Junta militer Myanmar secara resmi mengumumkan gencatan senjata sementara untuk memfasilitasi upaya bantuan setelah bencana gempa yang menghancurkan. Pengumuman tersebut dibuat pada tanggal 2 April 2025, setelah terjadi gempa bumi dengan magnitudo 7,7 di wilayah Sagaing. Gencatan senjata akan berlangsung dari 2-22 April dan bertujuan untuk mempercepat pengiriman bantuan kepada korban.

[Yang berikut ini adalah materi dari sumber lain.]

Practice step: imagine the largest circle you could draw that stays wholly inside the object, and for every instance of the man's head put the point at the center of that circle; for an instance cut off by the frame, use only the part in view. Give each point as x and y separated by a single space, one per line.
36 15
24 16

Gencatan senjata ini mengikuti sejumlah desakan untuk menghentikan pertikaian militer demi memberikan ruang bagi operasi penyelamatan dan bantuan. Junta melaporkan bahwa kelompok-kelompok bersenjata yang terlibat dalam konflik internal juga telah menyatakan komitmen serupa. Namun, mereka memperingatkan bahwa setiap pelanggaran terhadap kesepakatan ini akan ditanggapi dengan tindakan militer yang tegas.
Dampak gempa di Myanmar
Akibat gempa bumi yang terjadi, laporan terbaru menunjukkan bahwa korban jiwa meningkat hampir mencapai 3.000 orang, dengan ribuan lainnya terluka dan banyak yang masih hilang. Infrastruktur di seluruh Myanmar mengalami kerusakan parah; banyak bangunan dan fasilitas umum telah runtuh, membuat ribuan orang kehilangan tempat tinggal mereka.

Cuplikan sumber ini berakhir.